Miller's theatrical films include The Rabbit Trap (1959), The Young Savages (1961, with Edward Anhalt), Days of Wine and Roses (1962) and Behold a Pale Horse (1964). In 1970, Dell published The People Next Door when the movie adaptation was released that year. His TV movies include Helter Skelter (CBS, 1976), for which he won an Edgar Award. He was a member of the Writers Guild of America, West.
In addition to poetry and short stories, Miller wrote four novels. The Race for Home (Dial, 1968) has a South Texas setting. Surviving Joy (Donald I. Fine, 1995) concerns a young boy named Dub Johnson in Depression-era Houston. His other novels are Liv (Dial,1973) and The Skook (Warner Books, 1984), about a spelunker confronting a cave creature who may or may not be from his own imagination. In what was the first use of a hologram on a book cover, the Skook was sketched by Miller and then sculpted by Eidetic Images, Inc., an American Bank Note subsidiary. Warner Books paid $6000 for the hologram elements, part of a $50,000 publicity campaign.
In 1965, Miller moved to Stockton, New Jersey where he lived for the next 36 years. He developed a routine of writing seven days a week for four hours in the morning, playing tennis in the afternoons, relaxing with his tennis pals at the Swan Hotel in Lambertville, New Jersey, and doing research in the evenings. "One thing that characterized him was that he never stopped working," said film producer Ingo Preminger, who was one of Miller's agents.

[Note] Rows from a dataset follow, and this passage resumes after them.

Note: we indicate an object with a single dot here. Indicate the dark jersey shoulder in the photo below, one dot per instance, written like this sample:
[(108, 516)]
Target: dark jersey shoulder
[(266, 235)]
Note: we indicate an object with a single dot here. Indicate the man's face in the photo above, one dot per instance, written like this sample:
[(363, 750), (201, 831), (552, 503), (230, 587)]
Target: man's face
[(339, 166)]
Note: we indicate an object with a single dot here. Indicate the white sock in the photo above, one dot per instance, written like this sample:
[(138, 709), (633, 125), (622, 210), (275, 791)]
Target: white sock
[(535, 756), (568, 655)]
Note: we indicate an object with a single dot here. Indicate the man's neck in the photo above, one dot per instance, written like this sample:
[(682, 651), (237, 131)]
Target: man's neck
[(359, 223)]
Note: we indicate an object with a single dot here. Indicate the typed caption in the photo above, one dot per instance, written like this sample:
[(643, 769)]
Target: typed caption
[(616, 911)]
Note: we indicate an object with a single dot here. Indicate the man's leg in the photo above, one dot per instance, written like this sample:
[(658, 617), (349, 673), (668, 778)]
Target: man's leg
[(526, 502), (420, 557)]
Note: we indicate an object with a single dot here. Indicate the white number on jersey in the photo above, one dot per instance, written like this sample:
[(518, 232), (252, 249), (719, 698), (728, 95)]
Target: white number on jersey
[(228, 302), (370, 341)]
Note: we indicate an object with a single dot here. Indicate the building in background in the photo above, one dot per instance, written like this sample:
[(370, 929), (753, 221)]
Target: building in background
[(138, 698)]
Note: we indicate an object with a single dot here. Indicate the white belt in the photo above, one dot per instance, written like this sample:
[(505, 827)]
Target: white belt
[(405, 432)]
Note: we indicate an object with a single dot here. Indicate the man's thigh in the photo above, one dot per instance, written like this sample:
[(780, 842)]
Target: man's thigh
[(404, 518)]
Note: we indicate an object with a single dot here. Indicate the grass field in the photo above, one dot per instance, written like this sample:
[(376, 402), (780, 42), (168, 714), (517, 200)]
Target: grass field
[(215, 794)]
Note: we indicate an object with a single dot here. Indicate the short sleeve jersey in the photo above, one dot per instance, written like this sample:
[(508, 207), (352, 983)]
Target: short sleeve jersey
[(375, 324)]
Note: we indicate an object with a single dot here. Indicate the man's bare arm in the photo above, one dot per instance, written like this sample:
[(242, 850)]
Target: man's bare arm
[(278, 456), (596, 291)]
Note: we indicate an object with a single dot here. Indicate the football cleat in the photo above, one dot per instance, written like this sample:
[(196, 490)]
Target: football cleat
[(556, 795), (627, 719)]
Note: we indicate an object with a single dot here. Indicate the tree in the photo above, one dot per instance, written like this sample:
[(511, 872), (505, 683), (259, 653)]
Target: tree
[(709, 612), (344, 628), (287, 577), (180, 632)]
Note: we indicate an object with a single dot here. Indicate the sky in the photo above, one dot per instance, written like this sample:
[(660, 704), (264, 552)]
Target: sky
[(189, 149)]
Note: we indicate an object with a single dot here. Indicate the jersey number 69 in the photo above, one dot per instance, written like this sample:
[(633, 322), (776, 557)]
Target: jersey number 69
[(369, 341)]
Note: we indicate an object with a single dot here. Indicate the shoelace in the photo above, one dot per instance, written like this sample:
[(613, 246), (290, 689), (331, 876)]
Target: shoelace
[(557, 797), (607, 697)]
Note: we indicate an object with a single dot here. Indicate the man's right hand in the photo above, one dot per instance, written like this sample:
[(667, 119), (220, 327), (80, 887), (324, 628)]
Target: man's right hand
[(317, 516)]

After his first marriage to Ayers Elizabeth Fite, Miller married Juanita Marie Currie. On November 24, 1965, he married Liane Nicolaus. His children are James P. Miller, Jr. (from his first marriage); John R. and Montgomery A. (second marriage); and journalist Lia Marie, Anthony Milo and Sophie Jetta (third marriage). At the age of 81, Miller died of pneumonia at the Hunterdon Medical Center in Flemington, New Jersey, having completed a first draft of his WWII memoirs, A Ship Without a Shore.
In 2003, Rachel Wood directed the New York stage premiere of Days of Wine and Roses, an off-Broadway production by the Boomerang Theatre Company. In 2005, the Northern Irish writer Owen McCafferty relocated Days of Wine and Roses to London in the 1960s, reworking it to focus on a young couple just arrived from Belfast. That stage version had a West End premiere at the Donmar Warehouse in a Sam Mendes production directed by Peter Gill, who had previously staged McCafferty's National Theatre hit, Scenes from the Big Picture.
In 1994-95 Miller taught a playwriting workshop. Judi Barton, one of the students, said, "Without him my play, Opening Act, would never have been written." Her play premiered at Philadelphia's Lantern Theater in 1999. The playwright P.J. Gibson, who became a Miller student when she was 14, has written poetry, short stories and 22 plays, including Long Time Since Yesterday.